The first tool I would reach for would be a martingale (or more generally a supermartingale), which is a statistical process that somehow manages to correlate all of its failures with each other (basically by ensuring that any step towards failure is counterbalanced in probability by a step away from failure).
Please expand on this, because I’m having trouble understanding your idea as written. A martingale is defined as “a sequence of random variables (i.e., a stochastic process) for which, at a particular time in the realized sequence, the expectation of the next value in the sequence is equal to the present observed value even given knowledge of all prior observed values at a current time”, but what random variable do you have in mind here?
I can make some sense of this, but I’m not sure whether it is what Jacob has in mind because it doesn’t seem to help.

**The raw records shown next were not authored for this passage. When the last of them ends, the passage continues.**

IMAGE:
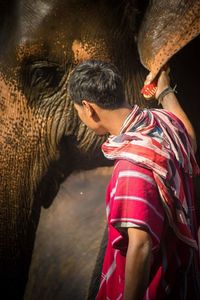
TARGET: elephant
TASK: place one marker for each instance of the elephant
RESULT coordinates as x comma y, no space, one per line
41,138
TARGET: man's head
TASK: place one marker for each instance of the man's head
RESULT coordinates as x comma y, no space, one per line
95,86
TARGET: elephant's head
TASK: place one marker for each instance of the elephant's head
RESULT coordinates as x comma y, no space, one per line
166,28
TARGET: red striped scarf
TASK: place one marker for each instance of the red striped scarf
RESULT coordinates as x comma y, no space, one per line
157,140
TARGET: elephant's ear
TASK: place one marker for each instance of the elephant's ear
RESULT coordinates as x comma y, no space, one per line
167,27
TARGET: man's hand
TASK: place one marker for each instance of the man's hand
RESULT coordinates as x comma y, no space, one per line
171,103
138,263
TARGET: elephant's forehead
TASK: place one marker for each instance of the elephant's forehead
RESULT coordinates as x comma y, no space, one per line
49,28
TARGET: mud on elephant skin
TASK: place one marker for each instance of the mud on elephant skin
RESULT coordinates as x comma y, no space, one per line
42,139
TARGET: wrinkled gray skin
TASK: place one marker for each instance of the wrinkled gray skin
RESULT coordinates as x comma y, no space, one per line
41,138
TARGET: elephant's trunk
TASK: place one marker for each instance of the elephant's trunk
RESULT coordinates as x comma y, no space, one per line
166,28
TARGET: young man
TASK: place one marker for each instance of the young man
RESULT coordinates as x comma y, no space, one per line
152,250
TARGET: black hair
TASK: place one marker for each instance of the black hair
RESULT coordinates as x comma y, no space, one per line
98,82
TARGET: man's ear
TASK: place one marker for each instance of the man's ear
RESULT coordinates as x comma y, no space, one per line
91,109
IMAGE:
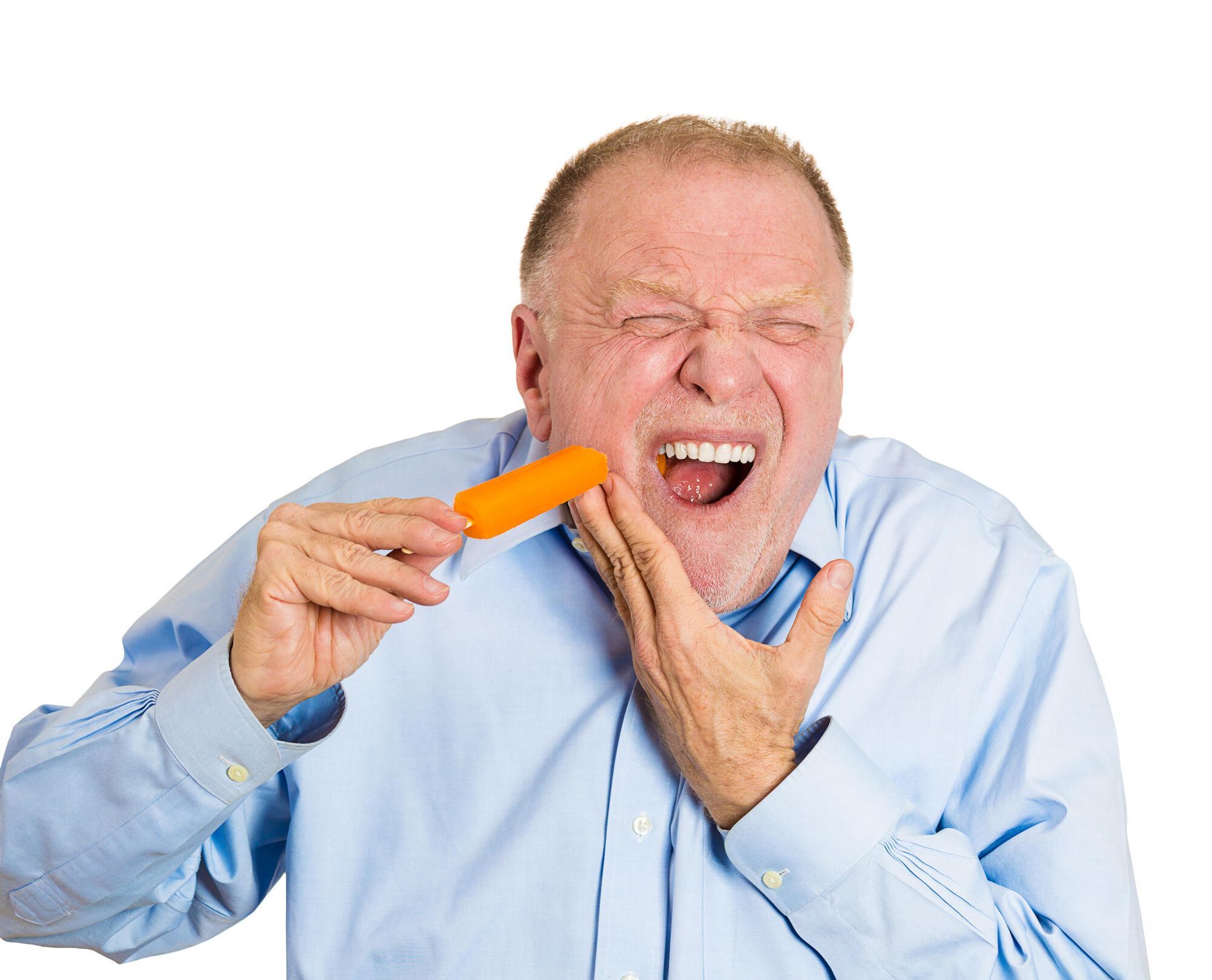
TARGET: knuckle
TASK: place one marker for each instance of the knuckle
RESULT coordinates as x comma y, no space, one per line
348,554
359,521
333,582
284,512
828,620
646,554
272,549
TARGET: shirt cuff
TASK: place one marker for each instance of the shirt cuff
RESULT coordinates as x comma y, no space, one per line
213,735
817,824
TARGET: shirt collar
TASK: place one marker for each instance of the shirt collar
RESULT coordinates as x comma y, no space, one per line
816,538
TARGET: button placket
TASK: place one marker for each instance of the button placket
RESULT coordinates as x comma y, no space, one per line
636,881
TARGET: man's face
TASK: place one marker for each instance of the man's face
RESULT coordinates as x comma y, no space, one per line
703,357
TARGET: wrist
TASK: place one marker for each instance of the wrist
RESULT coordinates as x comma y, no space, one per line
267,710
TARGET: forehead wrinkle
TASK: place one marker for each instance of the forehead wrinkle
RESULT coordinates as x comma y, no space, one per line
795,296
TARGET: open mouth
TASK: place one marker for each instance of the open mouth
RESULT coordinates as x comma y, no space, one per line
703,483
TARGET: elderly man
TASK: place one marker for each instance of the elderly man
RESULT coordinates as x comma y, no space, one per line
803,705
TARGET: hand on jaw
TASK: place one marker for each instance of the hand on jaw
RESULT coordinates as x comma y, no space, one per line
727,708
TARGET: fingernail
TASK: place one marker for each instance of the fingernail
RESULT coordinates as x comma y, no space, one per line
841,574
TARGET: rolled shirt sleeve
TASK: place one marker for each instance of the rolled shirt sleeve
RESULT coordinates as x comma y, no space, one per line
152,814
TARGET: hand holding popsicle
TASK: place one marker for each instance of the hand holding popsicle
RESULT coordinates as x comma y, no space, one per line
321,599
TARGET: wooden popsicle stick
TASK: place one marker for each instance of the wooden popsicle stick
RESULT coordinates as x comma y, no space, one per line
470,522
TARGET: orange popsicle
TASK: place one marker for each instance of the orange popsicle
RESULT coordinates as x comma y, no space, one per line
507,500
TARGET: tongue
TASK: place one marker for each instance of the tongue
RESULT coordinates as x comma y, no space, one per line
699,482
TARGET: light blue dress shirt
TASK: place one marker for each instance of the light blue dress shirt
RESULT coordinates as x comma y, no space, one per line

Imagine that you’re the leader of an intergalactic civilization that wants to survive and protect itself against external threats forever. (I’m spinning a fancy tale for illustration; I’ll make the link to the actual AI problem later, bear with me.) Your abilities are limited by the amount of resources in the universe you control. The variable X(t) says what fraction you control at time t; it takes values between 0 (none) or 1 (everything). If X(t) ever falls to 0, game’s over and it will stay at 0 forever.
Suppose you find a strategy such that X(t) is a supermartingale; that is, E[X(t’) | I_t] >= X_t for all t’ > t, where I_t is your information at time t. [ETA: In discrete time, this is equivalent to E[X(t+1) | I_t] >= X_t, i.e., in expectation you have at least as many resources in the next round as you have in this round.] Now clearly we have E[X(t’) | I_t] ⇐ P[X(t’) > 0 | I_t], and therefore P[X(t’) > 0 | I_t] >= X_t. Therefore, given your information at time t, the probability that your resources will never fall to zero is at least X_t (this follows from the above by using the assumption that if they ever fall to 0, then they stay at 0). So if you start with a large share of the resources, there’s a large probability that you’ll never run out.
The link to AI is that we replace “share of resources” by some “quality” parameter describing the AI. I don’t know whether Jacob has ideas what such parameter might be, but it would be such that there is a catastrophe iff it falls to 0.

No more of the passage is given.